Glossary · UK
What is Open-Ended Investment Company (OEIC)?
A UK collective investment fund structured as a company rather than a trust, whose share price is based directly on the value of its underlying assets, with shares created and cancelled as money flows in and out.
Full Definition
An Open-Ended Investment Company (OEIC) is a type of collective investment fund structured under company law rather than trust law, in which investors buy shares in the OEIC itself, and the value of each share is directly linked to the net asset value of the fund's underlying investments divided by the number of shares in issue. Like a unit trust, an OEIC is open-ended, meaning new shares are created when investors put in new money and existing shares are cancelled when investors withdraw, so the fund's size grows and shrinks with demand, and the share price tracks the underlying asset value closely, in contrast to a closed-ended investment trust, whose fixed number of shares trade on a stock exchange at a price set by ongoing buying and selling, which can drift to a premium or discount above or below the underlying asset value.
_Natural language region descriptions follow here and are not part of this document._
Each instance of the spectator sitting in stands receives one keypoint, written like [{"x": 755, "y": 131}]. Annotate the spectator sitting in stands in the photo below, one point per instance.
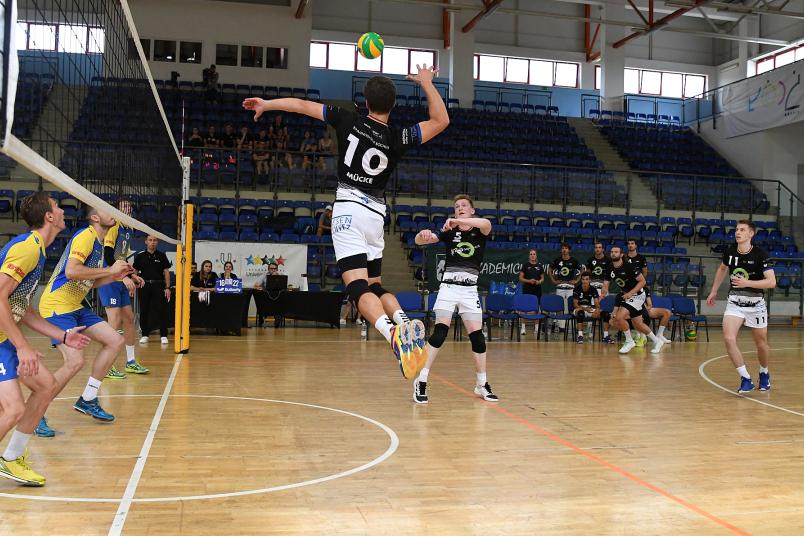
[
  {"x": 195, "y": 139},
  {"x": 261, "y": 155},
  {"x": 228, "y": 138},
  {"x": 228, "y": 271},
  {"x": 245, "y": 141},
  {"x": 325, "y": 222},
  {"x": 205, "y": 279}
]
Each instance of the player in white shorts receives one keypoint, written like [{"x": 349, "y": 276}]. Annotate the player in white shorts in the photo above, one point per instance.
[
  {"x": 750, "y": 274},
  {"x": 464, "y": 237},
  {"x": 369, "y": 151}
]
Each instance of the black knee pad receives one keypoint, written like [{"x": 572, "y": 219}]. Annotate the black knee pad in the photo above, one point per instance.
[
  {"x": 377, "y": 289},
  {"x": 439, "y": 335},
  {"x": 478, "y": 342},
  {"x": 356, "y": 289}
]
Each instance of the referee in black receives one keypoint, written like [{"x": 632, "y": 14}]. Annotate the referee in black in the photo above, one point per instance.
[{"x": 154, "y": 267}]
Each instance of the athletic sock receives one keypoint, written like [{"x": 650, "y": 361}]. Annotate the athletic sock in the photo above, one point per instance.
[
  {"x": 384, "y": 325},
  {"x": 400, "y": 317},
  {"x": 91, "y": 390},
  {"x": 16, "y": 446},
  {"x": 628, "y": 337},
  {"x": 423, "y": 374}
]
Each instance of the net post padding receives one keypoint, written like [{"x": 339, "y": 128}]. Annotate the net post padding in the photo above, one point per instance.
[{"x": 24, "y": 155}]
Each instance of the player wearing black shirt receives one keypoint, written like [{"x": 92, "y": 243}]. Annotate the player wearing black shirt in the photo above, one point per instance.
[
  {"x": 630, "y": 300},
  {"x": 750, "y": 274},
  {"x": 565, "y": 272},
  {"x": 369, "y": 150},
  {"x": 531, "y": 276},
  {"x": 585, "y": 303},
  {"x": 598, "y": 265},
  {"x": 464, "y": 237}
]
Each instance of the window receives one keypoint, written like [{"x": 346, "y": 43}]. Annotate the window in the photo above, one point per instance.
[
  {"x": 651, "y": 83},
  {"x": 318, "y": 55},
  {"x": 566, "y": 74},
  {"x": 132, "y": 50},
  {"x": 344, "y": 57},
  {"x": 631, "y": 81},
  {"x": 251, "y": 56},
  {"x": 395, "y": 60},
  {"x": 276, "y": 58},
  {"x": 72, "y": 39},
  {"x": 672, "y": 85},
  {"x": 492, "y": 69},
  {"x": 164, "y": 50},
  {"x": 341, "y": 57},
  {"x": 226, "y": 55},
  {"x": 189, "y": 52},
  {"x": 41, "y": 37},
  {"x": 541, "y": 73},
  {"x": 516, "y": 70}
]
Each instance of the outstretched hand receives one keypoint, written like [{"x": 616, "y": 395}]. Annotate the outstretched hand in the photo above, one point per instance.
[{"x": 425, "y": 74}]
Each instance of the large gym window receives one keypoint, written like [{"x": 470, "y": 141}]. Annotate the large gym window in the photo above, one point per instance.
[
  {"x": 344, "y": 57},
  {"x": 534, "y": 72}
]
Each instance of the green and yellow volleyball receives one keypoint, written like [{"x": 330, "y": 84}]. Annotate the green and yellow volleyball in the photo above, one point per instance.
[{"x": 370, "y": 45}]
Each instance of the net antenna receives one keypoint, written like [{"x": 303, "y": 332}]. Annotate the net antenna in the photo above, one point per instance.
[{"x": 81, "y": 111}]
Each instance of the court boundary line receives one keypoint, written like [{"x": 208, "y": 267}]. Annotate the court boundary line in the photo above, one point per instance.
[
  {"x": 597, "y": 459},
  {"x": 392, "y": 448},
  {"x": 131, "y": 488},
  {"x": 744, "y": 396}
]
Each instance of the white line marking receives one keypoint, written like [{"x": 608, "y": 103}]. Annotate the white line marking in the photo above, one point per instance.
[
  {"x": 705, "y": 377},
  {"x": 392, "y": 448},
  {"x": 136, "y": 474}
]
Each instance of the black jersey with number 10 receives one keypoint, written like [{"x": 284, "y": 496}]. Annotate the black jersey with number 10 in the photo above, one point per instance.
[{"x": 368, "y": 150}]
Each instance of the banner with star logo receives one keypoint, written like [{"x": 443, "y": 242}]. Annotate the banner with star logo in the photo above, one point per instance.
[{"x": 251, "y": 259}]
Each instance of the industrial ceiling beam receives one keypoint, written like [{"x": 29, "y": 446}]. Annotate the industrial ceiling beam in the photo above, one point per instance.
[{"x": 491, "y": 7}]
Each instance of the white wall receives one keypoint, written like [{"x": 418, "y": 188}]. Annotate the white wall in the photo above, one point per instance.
[{"x": 233, "y": 23}]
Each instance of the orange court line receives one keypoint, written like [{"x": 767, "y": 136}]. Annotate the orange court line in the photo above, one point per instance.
[{"x": 598, "y": 459}]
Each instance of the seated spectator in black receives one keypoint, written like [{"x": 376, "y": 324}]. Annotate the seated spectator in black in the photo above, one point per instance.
[
  {"x": 228, "y": 271},
  {"x": 325, "y": 222},
  {"x": 228, "y": 138},
  {"x": 205, "y": 279},
  {"x": 212, "y": 139},
  {"x": 308, "y": 144},
  {"x": 210, "y": 82},
  {"x": 195, "y": 139},
  {"x": 585, "y": 303},
  {"x": 245, "y": 141},
  {"x": 262, "y": 155}
]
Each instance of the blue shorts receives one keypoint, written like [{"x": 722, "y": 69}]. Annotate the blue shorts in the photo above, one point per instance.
[
  {"x": 8, "y": 361},
  {"x": 79, "y": 317},
  {"x": 114, "y": 295}
]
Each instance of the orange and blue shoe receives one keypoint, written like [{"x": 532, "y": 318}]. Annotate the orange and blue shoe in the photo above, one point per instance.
[{"x": 402, "y": 346}]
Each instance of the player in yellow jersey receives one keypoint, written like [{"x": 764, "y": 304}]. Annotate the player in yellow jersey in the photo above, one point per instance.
[
  {"x": 21, "y": 263},
  {"x": 80, "y": 269},
  {"x": 116, "y": 297}
]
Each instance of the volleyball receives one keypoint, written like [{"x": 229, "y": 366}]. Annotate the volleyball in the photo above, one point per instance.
[{"x": 370, "y": 45}]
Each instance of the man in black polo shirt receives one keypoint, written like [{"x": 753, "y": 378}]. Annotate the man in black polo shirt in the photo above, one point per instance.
[{"x": 154, "y": 267}]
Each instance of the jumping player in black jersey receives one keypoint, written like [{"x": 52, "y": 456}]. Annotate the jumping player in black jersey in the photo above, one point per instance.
[
  {"x": 464, "y": 237},
  {"x": 750, "y": 274},
  {"x": 369, "y": 151},
  {"x": 598, "y": 265},
  {"x": 630, "y": 300}
]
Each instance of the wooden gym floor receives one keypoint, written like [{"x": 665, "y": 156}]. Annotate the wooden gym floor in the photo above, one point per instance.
[{"x": 310, "y": 431}]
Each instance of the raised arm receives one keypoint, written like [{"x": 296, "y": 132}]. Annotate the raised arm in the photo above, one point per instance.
[
  {"x": 298, "y": 106},
  {"x": 439, "y": 118}
]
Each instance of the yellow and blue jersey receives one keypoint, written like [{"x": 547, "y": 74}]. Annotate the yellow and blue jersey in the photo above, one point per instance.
[
  {"x": 63, "y": 295},
  {"x": 22, "y": 259}
]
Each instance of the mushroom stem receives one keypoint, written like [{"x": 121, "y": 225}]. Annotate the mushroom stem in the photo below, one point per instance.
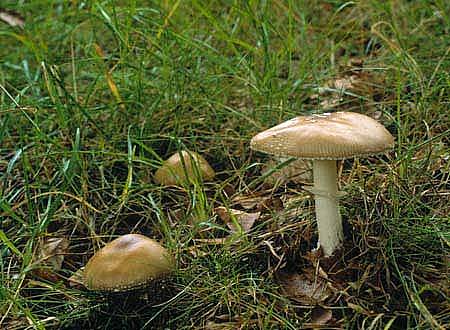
[{"x": 327, "y": 209}]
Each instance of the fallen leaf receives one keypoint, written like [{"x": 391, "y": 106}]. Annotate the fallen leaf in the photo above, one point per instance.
[
  {"x": 237, "y": 221},
  {"x": 52, "y": 251},
  {"x": 76, "y": 280},
  {"x": 309, "y": 290},
  {"x": 11, "y": 18},
  {"x": 250, "y": 201},
  {"x": 320, "y": 316},
  {"x": 50, "y": 256}
]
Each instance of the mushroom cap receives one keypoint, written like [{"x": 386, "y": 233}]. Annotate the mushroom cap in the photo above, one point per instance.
[
  {"x": 129, "y": 261},
  {"x": 183, "y": 166},
  {"x": 335, "y": 135}
]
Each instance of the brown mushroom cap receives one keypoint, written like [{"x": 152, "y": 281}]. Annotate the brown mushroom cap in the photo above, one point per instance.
[
  {"x": 335, "y": 135},
  {"x": 129, "y": 261},
  {"x": 182, "y": 166}
]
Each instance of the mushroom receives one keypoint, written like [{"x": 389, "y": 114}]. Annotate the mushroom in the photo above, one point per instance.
[
  {"x": 324, "y": 139},
  {"x": 183, "y": 166},
  {"x": 125, "y": 263}
]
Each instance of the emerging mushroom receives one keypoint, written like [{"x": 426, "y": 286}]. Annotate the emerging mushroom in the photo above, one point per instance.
[
  {"x": 127, "y": 262},
  {"x": 181, "y": 167},
  {"x": 324, "y": 139}
]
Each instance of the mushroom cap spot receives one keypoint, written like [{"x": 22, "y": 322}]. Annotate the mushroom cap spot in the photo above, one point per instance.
[
  {"x": 129, "y": 261},
  {"x": 183, "y": 166},
  {"x": 335, "y": 135}
]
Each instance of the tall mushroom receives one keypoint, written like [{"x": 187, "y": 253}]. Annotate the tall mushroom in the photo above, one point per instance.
[
  {"x": 324, "y": 139},
  {"x": 127, "y": 262}
]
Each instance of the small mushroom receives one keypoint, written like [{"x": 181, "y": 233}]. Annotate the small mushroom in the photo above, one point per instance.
[
  {"x": 183, "y": 166},
  {"x": 125, "y": 263},
  {"x": 324, "y": 139}
]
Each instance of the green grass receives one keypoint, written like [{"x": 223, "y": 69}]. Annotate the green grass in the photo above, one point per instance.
[{"x": 95, "y": 94}]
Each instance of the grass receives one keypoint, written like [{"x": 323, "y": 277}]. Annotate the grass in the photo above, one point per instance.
[{"x": 95, "y": 94}]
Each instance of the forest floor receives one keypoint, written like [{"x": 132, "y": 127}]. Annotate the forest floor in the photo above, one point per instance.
[{"x": 94, "y": 95}]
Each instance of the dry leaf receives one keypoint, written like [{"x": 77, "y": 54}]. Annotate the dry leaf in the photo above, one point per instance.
[
  {"x": 320, "y": 316},
  {"x": 221, "y": 326},
  {"x": 250, "y": 201},
  {"x": 51, "y": 251},
  {"x": 11, "y": 18},
  {"x": 76, "y": 280},
  {"x": 309, "y": 290},
  {"x": 242, "y": 222}
]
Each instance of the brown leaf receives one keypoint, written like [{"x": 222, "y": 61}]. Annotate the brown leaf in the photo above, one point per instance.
[
  {"x": 250, "y": 201},
  {"x": 306, "y": 289},
  {"x": 320, "y": 316},
  {"x": 76, "y": 280},
  {"x": 50, "y": 256},
  {"x": 52, "y": 251},
  {"x": 11, "y": 18},
  {"x": 237, "y": 221}
]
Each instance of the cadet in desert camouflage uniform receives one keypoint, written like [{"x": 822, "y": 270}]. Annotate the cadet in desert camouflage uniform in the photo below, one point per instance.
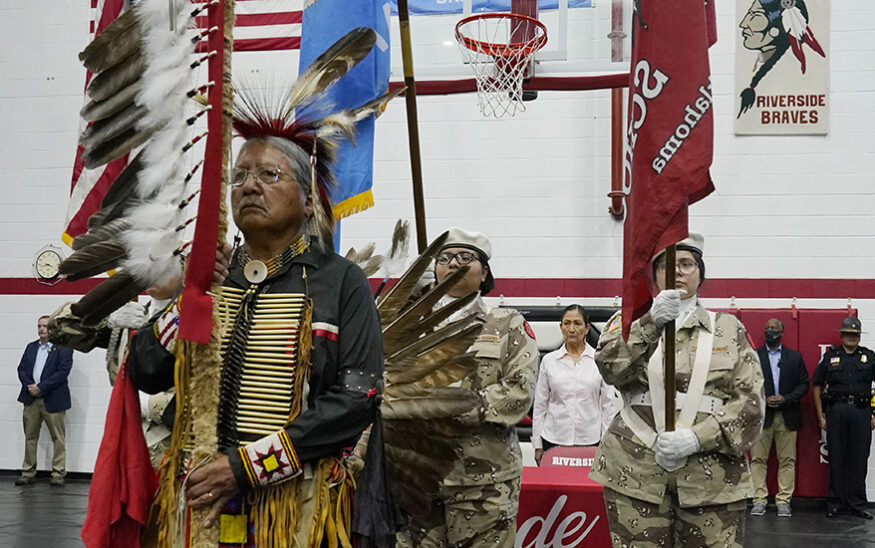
[
  {"x": 687, "y": 487},
  {"x": 480, "y": 497}
]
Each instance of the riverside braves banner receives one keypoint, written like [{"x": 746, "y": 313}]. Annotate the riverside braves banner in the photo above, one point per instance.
[
  {"x": 670, "y": 134},
  {"x": 782, "y": 67}
]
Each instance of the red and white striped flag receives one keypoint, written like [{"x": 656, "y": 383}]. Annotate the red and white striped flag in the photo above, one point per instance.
[{"x": 260, "y": 25}]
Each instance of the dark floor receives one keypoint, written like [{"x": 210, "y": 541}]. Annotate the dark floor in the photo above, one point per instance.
[{"x": 40, "y": 516}]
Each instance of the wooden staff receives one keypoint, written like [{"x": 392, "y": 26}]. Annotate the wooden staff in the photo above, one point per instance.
[
  {"x": 412, "y": 126},
  {"x": 669, "y": 353}
]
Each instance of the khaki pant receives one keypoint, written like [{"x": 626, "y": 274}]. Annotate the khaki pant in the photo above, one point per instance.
[
  {"x": 640, "y": 524},
  {"x": 33, "y": 417},
  {"x": 470, "y": 517},
  {"x": 785, "y": 448}
]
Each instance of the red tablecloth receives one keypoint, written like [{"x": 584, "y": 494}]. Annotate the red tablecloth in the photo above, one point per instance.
[{"x": 561, "y": 507}]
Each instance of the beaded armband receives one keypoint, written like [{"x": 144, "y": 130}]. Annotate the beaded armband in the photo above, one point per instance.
[
  {"x": 167, "y": 325},
  {"x": 270, "y": 460}
]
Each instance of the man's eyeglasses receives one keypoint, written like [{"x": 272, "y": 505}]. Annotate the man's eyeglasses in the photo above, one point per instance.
[
  {"x": 462, "y": 257},
  {"x": 265, "y": 175},
  {"x": 684, "y": 266}
]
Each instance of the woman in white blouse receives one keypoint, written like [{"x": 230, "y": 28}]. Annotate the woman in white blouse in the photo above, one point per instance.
[{"x": 573, "y": 405}]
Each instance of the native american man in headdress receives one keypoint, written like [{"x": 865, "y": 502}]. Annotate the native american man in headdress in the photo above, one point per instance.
[{"x": 261, "y": 418}]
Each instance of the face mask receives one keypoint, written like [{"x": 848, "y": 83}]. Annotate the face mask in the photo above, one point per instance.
[{"x": 773, "y": 337}]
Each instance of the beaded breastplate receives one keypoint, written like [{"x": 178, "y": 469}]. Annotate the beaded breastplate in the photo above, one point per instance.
[{"x": 260, "y": 367}]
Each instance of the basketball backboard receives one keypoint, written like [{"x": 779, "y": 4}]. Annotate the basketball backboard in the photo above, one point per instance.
[{"x": 579, "y": 37}]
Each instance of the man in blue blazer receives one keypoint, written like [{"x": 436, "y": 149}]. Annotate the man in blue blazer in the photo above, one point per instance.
[
  {"x": 45, "y": 394},
  {"x": 786, "y": 381}
]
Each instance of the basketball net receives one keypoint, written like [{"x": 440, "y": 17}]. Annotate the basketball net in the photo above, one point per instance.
[{"x": 499, "y": 47}]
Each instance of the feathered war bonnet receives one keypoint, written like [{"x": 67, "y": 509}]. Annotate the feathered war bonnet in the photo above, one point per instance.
[{"x": 306, "y": 119}]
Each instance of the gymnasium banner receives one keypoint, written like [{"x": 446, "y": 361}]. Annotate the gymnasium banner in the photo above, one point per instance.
[{"x": 782, "y": 67}]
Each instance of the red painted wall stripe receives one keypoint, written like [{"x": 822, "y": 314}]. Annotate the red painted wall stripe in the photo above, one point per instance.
[{"x": 762, "y": 288}]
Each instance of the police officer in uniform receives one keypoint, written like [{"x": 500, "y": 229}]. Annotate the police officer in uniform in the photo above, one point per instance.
[{"x": 842, "y": 397}]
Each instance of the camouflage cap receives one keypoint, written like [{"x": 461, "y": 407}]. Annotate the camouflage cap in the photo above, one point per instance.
[
  {"x": 477, "y": 241},
  {"x": 851, "y": 325},
  {"x": 693, "y": 242}
]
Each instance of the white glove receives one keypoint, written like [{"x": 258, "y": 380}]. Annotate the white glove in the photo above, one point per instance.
[
  {"x": 673, "y": 448},
  {"x": 131, "y": 316},
  {"x": 666, "y": 307}
]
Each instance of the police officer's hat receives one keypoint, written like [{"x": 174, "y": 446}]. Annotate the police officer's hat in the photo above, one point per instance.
[
  {"x": 851, "y": 325},
  {"x": 475, "y": 241}
]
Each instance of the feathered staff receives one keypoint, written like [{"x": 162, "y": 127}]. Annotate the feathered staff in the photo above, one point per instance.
[
  {"x": 140, "y": 95},
  {"x": 426, "y": 355}
]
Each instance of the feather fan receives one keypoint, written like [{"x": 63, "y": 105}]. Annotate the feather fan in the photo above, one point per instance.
[
  {"x": 112, "y": 80},
  {"x": 118, "y": 41},
  {"x": 93, "y": 259},
  {"x": 398, "y": 295},
  {"x": 104, "y": 232},
  {"x": 426, "y": 356},
  {"x": 393, "y": 264},
  {"x": 107, "y": 297}
]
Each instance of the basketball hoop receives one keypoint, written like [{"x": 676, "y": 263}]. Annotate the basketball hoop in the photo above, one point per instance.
[{"x": 500, "y": 47}]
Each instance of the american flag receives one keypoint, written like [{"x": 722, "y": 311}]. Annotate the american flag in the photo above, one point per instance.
[{"x": 260, "y": 25}]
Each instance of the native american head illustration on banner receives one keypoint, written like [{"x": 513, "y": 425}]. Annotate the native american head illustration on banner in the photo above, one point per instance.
[{"x": 782, "y": 72}]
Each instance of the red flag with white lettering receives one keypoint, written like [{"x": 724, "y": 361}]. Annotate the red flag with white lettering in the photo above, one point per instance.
[{"x": 670, "y": 134}]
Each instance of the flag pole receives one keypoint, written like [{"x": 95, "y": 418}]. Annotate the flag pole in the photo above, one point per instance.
[
  {"x": 669, "y": 353},
  {"x": 412, "y": 125}
]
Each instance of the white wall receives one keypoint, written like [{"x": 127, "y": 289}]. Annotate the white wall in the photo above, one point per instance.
[{"x": 785, "y": 207}]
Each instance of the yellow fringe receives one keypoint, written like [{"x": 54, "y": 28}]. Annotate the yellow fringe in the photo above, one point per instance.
[
  {"x": 353, "y": 205},
  {"x": 275, "y": 511},
  {"x": 164, "y": 508}
]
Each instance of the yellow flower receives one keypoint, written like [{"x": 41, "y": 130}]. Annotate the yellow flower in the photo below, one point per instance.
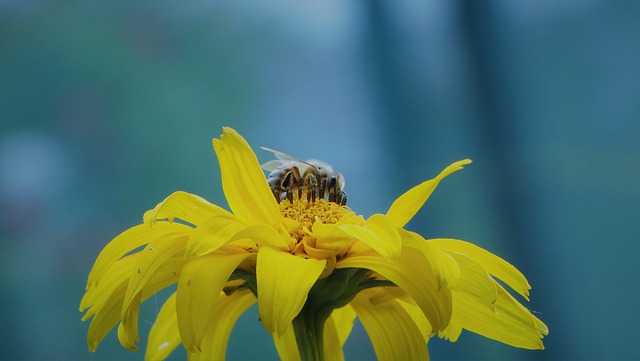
[{"x": 312, "y": 267}]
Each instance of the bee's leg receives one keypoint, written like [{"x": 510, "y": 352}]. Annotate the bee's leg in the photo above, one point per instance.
[
  {"x": 311, "y": 186},
  {"x": 322, "y": 188},
  {"x": 342, "y": 199},
  {"x": 332, "y": 185}
]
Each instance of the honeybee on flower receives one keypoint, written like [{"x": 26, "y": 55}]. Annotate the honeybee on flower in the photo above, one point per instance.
[{"x": 311, "y": 264}]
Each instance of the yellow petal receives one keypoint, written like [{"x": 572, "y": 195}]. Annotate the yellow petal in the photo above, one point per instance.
[
  {"x": 199, "y": 286},
  {"x": 104, "y": 301},
  {"x": 495, "y": 265},
  {"x": 413, "y": 273},
  {"x": 393, "y": 333},
  {"x": 164, "y": 336},
  {"x": 243, "y": 181},
  {"x": 331, "y": 238},
  {"x": 284, "y": 281},
  {"x": 264, "y": 235},
  {"x": 151, "y": 258},
  {"x": 212, "y": 234},
  {"x": 408, "y": 204},
  {"x": 224, "y": 314},
  {"x": 163, "y": 276},
  {"x": 511, "y": 323},
  {"x": 128, "y": 328},
  {"x": 443, "y": 265},
  {"x": 185, "y": 206},
  {"x": 128, "y": 241},
  {"x": 152, "y": 262},
  {"x": 378, "y": 233},
  {"x": 475, "y": 281},
  {"x": 105, "y": 318}
]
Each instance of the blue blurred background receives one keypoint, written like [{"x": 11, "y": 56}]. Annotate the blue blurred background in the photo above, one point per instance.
[{"x": 107, "y": 108}]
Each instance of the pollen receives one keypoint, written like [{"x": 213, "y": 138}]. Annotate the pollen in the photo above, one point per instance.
[{"x": 306, "y": 212}]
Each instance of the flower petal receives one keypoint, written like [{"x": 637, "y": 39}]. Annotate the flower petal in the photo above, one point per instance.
[
  {"x": 393, "y": 333},
  {"x": 408, "y": 204},
  {"x": 212, "y": 234},
  {"x": 161, "y": 256},
  {"x": 511, "y": 323},
  {"x": 105, "y": 301},
  {"x": 378, "y": 233},
  {"x": 128, "y": 241},
  {"x": 475, "y": 281},
  {"x": 264, "y": 235},
  {"x": 413, "y": 273},
  {"x": 443, "y": 265},
  {"x": 185, "y": 206},
  {"x": 243, "y": 181},
  {"x": 164, "y": 336},
  {"x": 495, "y": 265},
  {"x": 199, "y": 286},
  {"x": 224, "y": 314},
  {"x": 284, "y": 281},
  {"x": 330, "y": 237}
]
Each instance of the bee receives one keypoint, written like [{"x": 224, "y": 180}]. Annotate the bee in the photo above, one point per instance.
[{"x": 290, "y": 176}]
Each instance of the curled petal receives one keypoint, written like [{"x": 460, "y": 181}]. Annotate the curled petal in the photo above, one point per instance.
[
  {"x": 378, "y": 233},
  {"x": 128, "y": 241},
  {"x": 243, "y": 181},
  {"x": 413, "y": 273},
  {"x": 185, "y": 206},
  {"x": 408, "y": 204},
  {"x": 495, "y": 265},
  {"x": 263, "y": 235},
  {"x": 284, "y": 281},
  {"x": 104, "y": 302},
  {"x": 510, "y": 323},
  {"x": 164, "y": 336},
  {"x": 199, "y": 286},
  {"x": 393, "y": 333},
  {"x": 162, "y": 256},
  {"x": 212, "y": 234},
  {"x": 224, "y": 314}
]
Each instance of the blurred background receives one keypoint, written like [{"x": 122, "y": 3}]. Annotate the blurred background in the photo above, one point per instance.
[{"x": 106, "y": 108}]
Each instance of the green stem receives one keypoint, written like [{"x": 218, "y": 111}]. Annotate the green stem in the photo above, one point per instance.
[{"x": 308, "y": 326}]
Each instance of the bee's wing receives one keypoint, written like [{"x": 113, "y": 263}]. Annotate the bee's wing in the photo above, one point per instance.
[
  {"x": 271, "y": 165},
  {"x": 283, "y": 157}
]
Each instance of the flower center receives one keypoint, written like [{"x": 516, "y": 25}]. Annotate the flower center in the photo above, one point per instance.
[{"x": 305, "y": 212}]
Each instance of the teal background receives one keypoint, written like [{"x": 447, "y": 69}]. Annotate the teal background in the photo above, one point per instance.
[{"x": 108, "y": 107}]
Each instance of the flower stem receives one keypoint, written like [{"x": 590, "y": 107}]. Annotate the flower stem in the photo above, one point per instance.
[{"x": 308, "y": 326}]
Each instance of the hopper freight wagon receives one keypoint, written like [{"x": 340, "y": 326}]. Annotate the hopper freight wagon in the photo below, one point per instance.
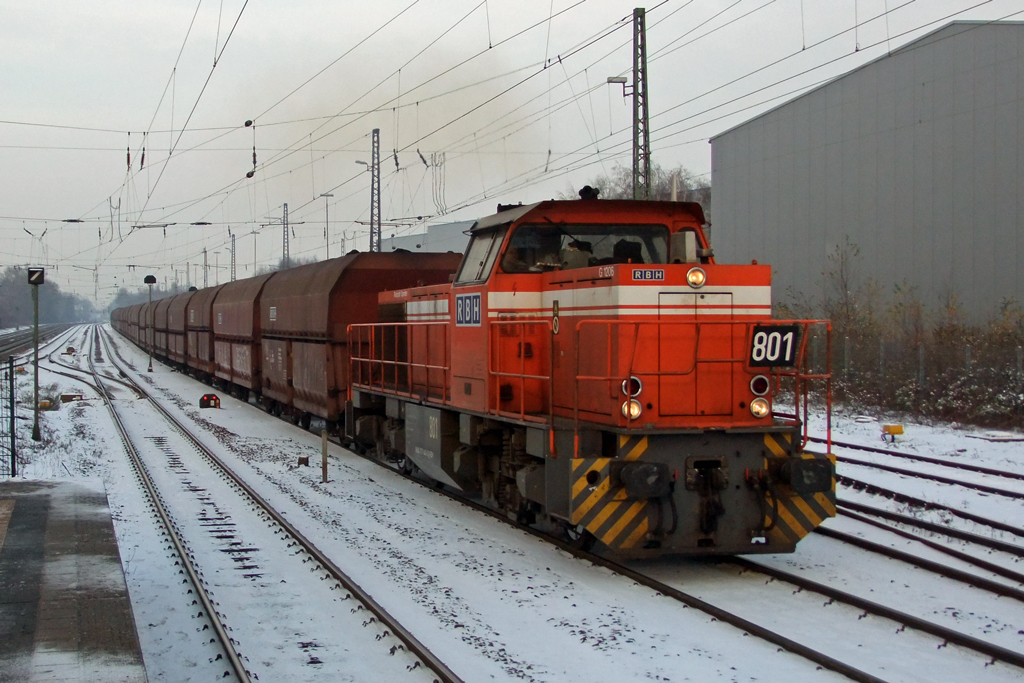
[{"x": 587, "y": 366}]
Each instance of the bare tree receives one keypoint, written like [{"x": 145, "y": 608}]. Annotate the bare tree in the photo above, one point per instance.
[{"x": 619, "y": 185}]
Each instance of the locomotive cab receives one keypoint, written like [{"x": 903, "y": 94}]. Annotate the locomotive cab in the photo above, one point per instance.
[{"x": 594, "y": 367}]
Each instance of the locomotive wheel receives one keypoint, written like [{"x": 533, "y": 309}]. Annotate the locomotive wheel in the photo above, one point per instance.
[{"x": 578, "y": 538}]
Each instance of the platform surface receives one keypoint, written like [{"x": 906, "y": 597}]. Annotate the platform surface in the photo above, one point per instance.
[{"x": 65, "y": 612}]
OEICs were introduced in the UK in the late 1990s partly to align UK fund structures more closely with the company-based fund structures common in continental Europe, and many older unit trusts have since converted into OEICs, though the underlying investor experience -- pooling money with other investors, professional fund management, and daily single-point pricing -- is very similar between the two structures. OEICs are regulated by the Financial Conduct Authority, are usually structured as an "umbrella" company containing several sub-funds with different investment objectives (for example a UK equity sub-fund and a global bond sub-fund) under one overall legal entity, and can be held within tax wrappers such as a Stocks and Shares ISA or a SIPP in the same way as a unit trust or investment trust.